4. In addition, in relation to the delayed examination of Mrs Daskalova ’ s application for disability certification, the applicants complain, relying on Articles 3, 8, 13 and 14, that as a consequence of the unlawful delay she was unable for more than a year to take advantage of social-security benefits which, if available, would have alleviated the suffering related to her illness, and that Mrs Daskalova was discriminated against, since the health authorities had admitted that in view of the backlog of certification applications they had given priority to persons whose income was limited to a disability pension or who were jobless, or those who required certification in the context of protection against dismissal or temporary incapacity to work. The applicants also allege under Article 6 that the courts in the ensuing civil proceedings were partial and decided wrongly, and that the proceedings were excessively lengthy.
THE LAW
1. Having examined the applicants ’ complaint that on 19 January 2005 their close relative was subjected to medical treatment against her will and that the authorities failed to react to this conduct, the Court considers that it cannot, on the basis of the case file, determine its admissibility and that it is therefore necessary, in accordance with Rule 54 § 2 (b) of the Rules of Court, to give notice of this part of the application to the respondent Government.

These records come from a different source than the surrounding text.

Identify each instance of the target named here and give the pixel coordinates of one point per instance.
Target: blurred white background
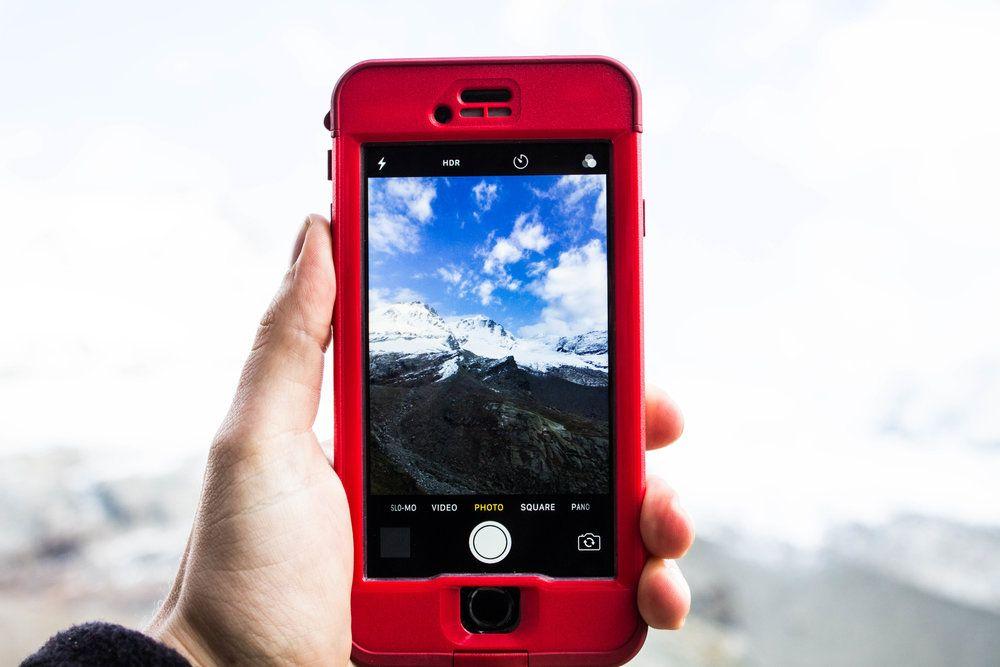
(823, 281)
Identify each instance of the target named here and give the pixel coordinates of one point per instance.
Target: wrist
(175, 632)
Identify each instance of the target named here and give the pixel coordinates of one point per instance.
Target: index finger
(664, 422)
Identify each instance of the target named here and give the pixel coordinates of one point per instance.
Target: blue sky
(527, 251)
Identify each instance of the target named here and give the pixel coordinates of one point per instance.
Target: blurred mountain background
(821, 289)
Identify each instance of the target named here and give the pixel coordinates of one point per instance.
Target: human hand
(266, 575)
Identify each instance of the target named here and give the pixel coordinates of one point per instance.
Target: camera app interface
(489, 437)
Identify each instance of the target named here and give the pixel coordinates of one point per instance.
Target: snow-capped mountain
(592, 342)
(409, 328)
(414, 329)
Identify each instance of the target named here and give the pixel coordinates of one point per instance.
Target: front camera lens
(442, 114)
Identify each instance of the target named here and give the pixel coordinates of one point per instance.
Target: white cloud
(416, 194)
(485, 293)
(599, 221)
(528, 235)
(573, 194)
(486, 194)
(381, 296)
(535, 268)
(450, 274)
(575, 292)
(397, 208)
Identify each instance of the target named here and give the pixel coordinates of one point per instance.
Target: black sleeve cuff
(103, 644)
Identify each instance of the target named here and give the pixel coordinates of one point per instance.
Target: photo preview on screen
(488, 398)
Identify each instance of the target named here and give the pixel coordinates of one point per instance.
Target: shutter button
(490, 542)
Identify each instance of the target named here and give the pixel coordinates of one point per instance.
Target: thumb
(279, 389)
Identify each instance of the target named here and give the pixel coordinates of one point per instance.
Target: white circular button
(489, 542)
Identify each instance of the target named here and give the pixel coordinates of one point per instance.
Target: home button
(490, 609)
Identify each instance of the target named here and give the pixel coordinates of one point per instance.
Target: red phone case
(563, 622)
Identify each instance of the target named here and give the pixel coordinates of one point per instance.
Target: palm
(276, 563)
(266, 576)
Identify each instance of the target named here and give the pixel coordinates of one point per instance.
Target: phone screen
(488, 392)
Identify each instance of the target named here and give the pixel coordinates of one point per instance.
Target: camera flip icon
(588, 542)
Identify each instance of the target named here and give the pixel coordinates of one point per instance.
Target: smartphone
(488, 363)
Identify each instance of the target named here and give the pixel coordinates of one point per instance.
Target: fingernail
(300, 241)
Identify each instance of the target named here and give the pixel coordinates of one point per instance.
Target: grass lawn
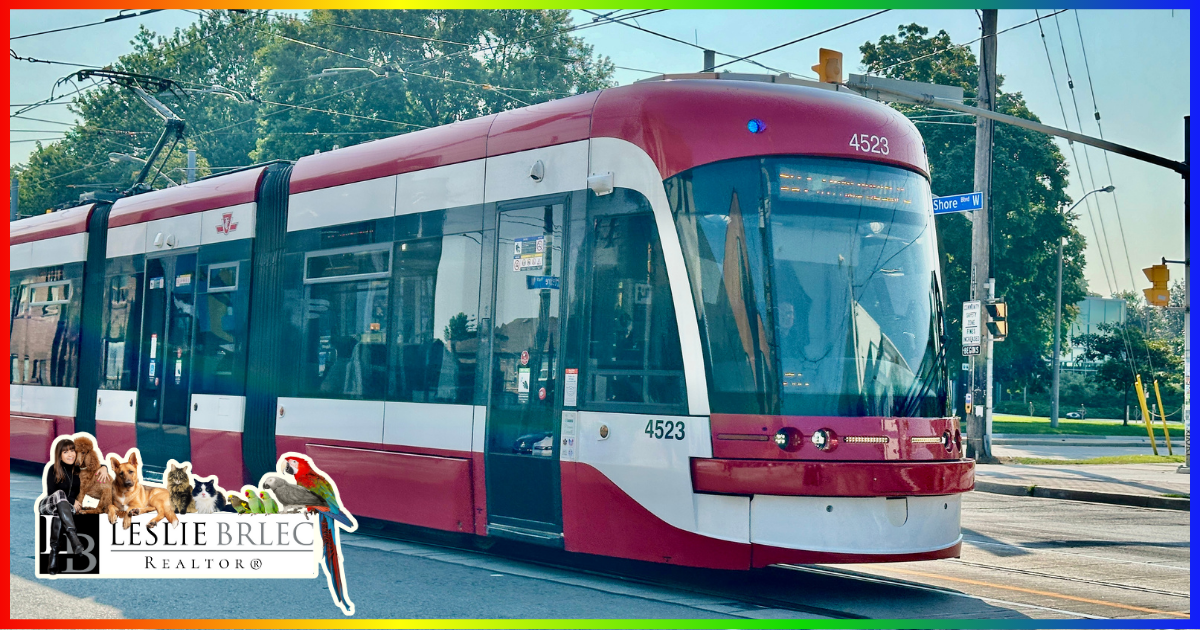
(1025, 424)
(1119, 459)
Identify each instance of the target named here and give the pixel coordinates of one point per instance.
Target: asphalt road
(1023, 558)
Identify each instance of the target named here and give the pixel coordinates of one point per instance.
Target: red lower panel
(418, 490)
(219, 453)
(30, 437)
(766, 556)
(115, 437)
(480, 487)
(600, 519)
(832, 479)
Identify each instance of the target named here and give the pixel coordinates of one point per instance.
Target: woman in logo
(63, 498)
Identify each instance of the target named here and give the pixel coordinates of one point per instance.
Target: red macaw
(311, 479)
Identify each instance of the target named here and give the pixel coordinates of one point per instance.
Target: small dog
(131, 498)
(179, 483)
(89, 465)
(208, 497)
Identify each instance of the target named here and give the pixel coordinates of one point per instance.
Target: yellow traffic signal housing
(997, 321)
(829, 69)
(1158, 294)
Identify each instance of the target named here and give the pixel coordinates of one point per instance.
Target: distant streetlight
(1057, 318)
(331, 72)
(220, 90)
(125, 157)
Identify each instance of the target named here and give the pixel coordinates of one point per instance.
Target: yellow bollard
(1162, 413)
(1145, 414)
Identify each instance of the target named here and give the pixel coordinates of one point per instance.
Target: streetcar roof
(679, 124)
(51, 225)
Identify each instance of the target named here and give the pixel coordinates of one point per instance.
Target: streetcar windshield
(816, 285)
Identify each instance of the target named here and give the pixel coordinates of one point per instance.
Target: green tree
(1027, 193)
(219, 48)
(449, 65)
(253, 89)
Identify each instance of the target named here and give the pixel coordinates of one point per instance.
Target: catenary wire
(85, 25)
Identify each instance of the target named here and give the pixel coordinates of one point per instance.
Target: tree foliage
(253, 88)
(1027, 202)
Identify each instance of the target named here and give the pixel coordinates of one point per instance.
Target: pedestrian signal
(829, 69)
(1158, 294)
(997, 321)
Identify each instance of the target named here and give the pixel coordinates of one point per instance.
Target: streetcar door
(166, 369)
(522, 473)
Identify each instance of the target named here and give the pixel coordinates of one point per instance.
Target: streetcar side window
(436, 294)
(51, 349)
(121, 327)
(18, 299)
(634, 360)
(343, 319)
(222, 304)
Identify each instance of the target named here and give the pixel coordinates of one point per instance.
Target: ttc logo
(227, 225)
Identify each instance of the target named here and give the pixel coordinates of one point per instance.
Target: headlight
(789, 439)
(825, 439)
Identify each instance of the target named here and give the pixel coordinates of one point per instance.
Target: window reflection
(816, 286)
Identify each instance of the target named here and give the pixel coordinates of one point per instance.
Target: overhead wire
(856, 21)
(619, 19)
(119, 17)
(1074, 156)
(1108, 168)
(1087, 155)
(1037, 19)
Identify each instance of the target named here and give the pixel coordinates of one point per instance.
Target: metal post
(1187, 298)
(1057, 346)
(981, 240)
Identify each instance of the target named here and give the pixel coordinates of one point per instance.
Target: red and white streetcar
(694, 322)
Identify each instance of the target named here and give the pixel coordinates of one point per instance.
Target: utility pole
(979, 421)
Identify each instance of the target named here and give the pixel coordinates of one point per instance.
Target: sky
(1139, 64)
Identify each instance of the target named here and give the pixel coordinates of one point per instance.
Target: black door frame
(510, 527)
(151, 469)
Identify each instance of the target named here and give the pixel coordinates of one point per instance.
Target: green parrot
(269, 505)
(256, 504)
(238, 504)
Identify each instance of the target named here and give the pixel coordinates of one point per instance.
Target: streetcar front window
(816, 286)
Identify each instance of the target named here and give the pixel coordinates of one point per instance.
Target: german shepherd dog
(131, 498)
(89, 462)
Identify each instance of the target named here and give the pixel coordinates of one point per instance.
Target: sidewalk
(1144, 485)
(1075, 447)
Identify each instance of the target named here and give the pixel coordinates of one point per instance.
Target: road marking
(1068, 579)
(1033, 592)
(1042, 550)
(916, 586)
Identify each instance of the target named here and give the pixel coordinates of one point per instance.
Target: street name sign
(958, 203)
(971, 334)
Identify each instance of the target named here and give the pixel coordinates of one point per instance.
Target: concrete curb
(1138, 501)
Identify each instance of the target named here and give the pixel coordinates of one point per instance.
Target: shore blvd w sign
(958, 203)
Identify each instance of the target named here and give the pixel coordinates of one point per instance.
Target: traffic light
(1158, 294)
(829, 69)
(997, 319)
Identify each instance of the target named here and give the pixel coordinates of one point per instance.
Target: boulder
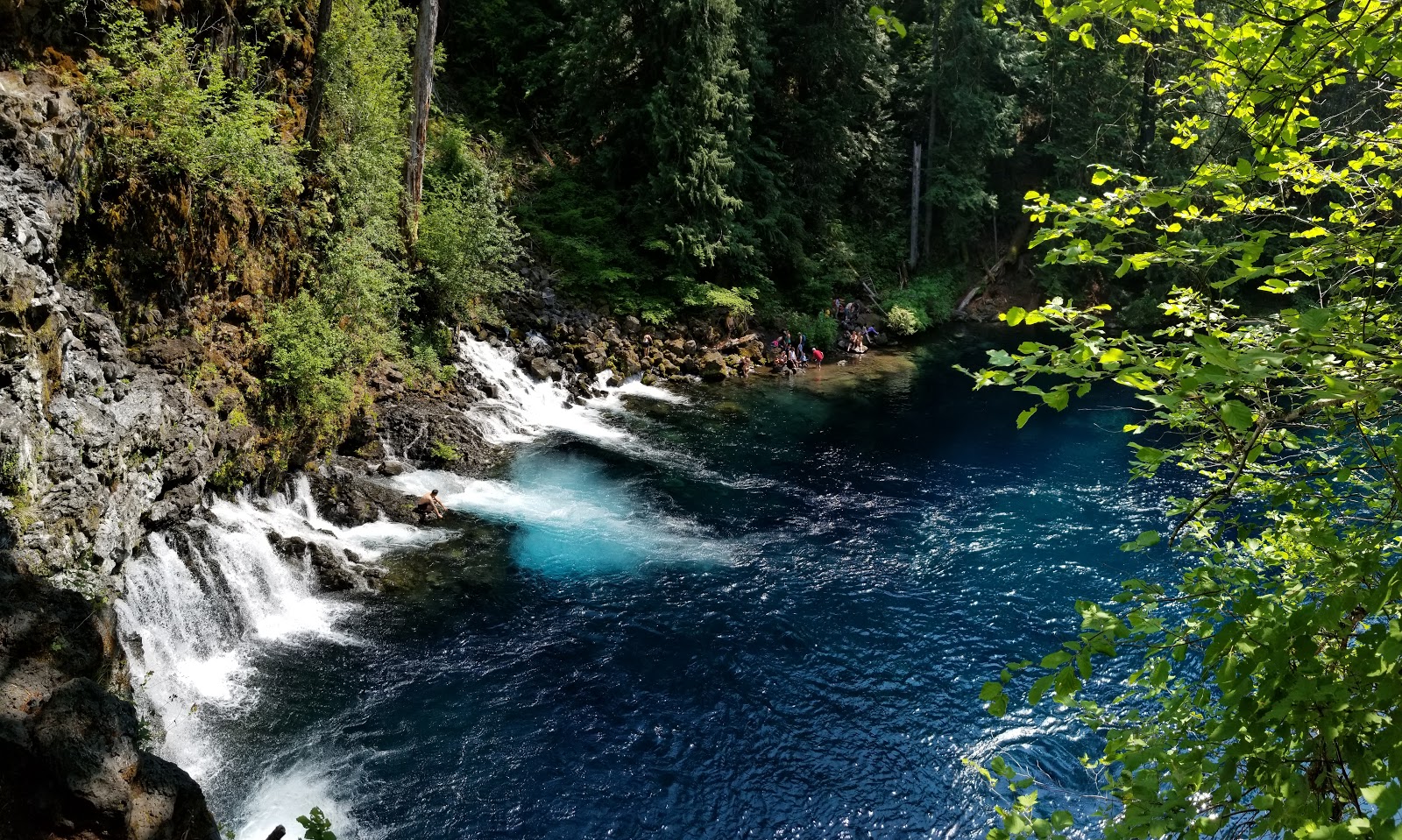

2. As to the remainder of the applicants ’ complaints, in the light of all the material in its possession, and in so far as the matters complained of are within its competence, the Court finds that they do not disclose any appearance of a violation of the rights and freedoms set out in the Convention or its Protocols.
It follows that the remainder of the application is manifestly ill-founded and must be rejected in accordance with Article 35 §§ 3 and 4 of the Convention.
For these reasons, the Court unanimously
Decides to adjourn the examination of the applicants ’ complaint that on 19 January 2005 their close relative was forcibly treated with a Blakemore tube against her will and that the authorities failed to react to this allegedly unlawful conduct ;
Declares the remainder of the application inadmissible.